Hybrid funds, despite offering diversification, are not free from risks. The equity portion exposes investors to market volatility, and the debt component carries interest rate and credit risks. Aggressive hybrid funds, in particular, can experience significant drawdowns during sharp market corrections. Moreover, returns from hybrid funds may lag behind pure equity funds in strong bull markets. They are also subject to regulatory changes and periodic rebalancing, which can affect performance.
Hybrid mutual funds generally do not have a mandatory lock-in period imposed by SEBI. Investors typically have the flexibility to redeem their units at any time, subject to the fund house’s exit load policy, if any. However, it’s crucial to distinguish these from “Solution Oriented Schemes” like retirement or children’s funds, which invest across asset classes including hybrid strategies. These schemes, as per SEBI, accompany a statutory lock-in period, often for at least five years or till retirement age.

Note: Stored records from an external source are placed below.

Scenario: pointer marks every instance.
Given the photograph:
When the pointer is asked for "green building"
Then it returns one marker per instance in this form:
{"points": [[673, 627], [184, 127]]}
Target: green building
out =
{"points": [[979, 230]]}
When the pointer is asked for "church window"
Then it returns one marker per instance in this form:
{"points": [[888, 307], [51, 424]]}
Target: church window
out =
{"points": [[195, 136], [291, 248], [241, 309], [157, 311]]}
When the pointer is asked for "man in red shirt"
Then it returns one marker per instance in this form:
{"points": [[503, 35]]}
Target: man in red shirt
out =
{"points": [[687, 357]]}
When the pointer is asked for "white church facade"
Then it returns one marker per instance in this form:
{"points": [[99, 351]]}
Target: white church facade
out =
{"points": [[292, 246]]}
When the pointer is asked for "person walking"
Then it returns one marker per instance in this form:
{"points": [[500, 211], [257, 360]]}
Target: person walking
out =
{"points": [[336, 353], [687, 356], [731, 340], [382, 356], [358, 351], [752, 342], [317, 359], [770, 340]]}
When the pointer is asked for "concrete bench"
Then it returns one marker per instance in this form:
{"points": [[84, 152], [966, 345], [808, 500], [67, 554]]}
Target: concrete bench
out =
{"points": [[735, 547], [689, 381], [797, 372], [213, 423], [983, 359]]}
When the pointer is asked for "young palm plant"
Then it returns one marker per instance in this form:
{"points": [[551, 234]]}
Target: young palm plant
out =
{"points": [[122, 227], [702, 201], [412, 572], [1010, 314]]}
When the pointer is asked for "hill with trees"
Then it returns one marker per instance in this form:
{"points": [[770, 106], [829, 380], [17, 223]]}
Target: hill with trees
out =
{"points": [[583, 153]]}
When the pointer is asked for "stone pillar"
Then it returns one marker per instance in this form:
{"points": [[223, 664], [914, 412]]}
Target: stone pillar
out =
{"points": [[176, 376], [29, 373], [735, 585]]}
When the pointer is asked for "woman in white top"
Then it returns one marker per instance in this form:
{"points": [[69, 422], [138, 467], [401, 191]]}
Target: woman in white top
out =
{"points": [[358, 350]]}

To choose a hybrid fund, start by assessing your risk tolerance, opt for aggressive funds if you can handle higher risk, or conservative ones if you prefer stability. Align the fund’s asset allocation with your investment goals and time horizon; equity-heavy funds suit long-term wealth creation, while debt-oriented funds are better for regular income or shorter terms. Review the fund manager’s track record, past performance, and expense ratio before investing.
Hybrid funds are known by several names, depending on their investment strategy and asset mix. A common alternative name for hybrid funds, particularly those that actively manage their exposure between equities and debt based on market conditions, is Balanced Advantage Fund. Another common term, especially for funds that dynamically adjust their asset allocation, is Dynamic Asset Allocation Fund. These names highlight the core characteristic of hybrid funds: a blend of different asset classes to balance risk and return.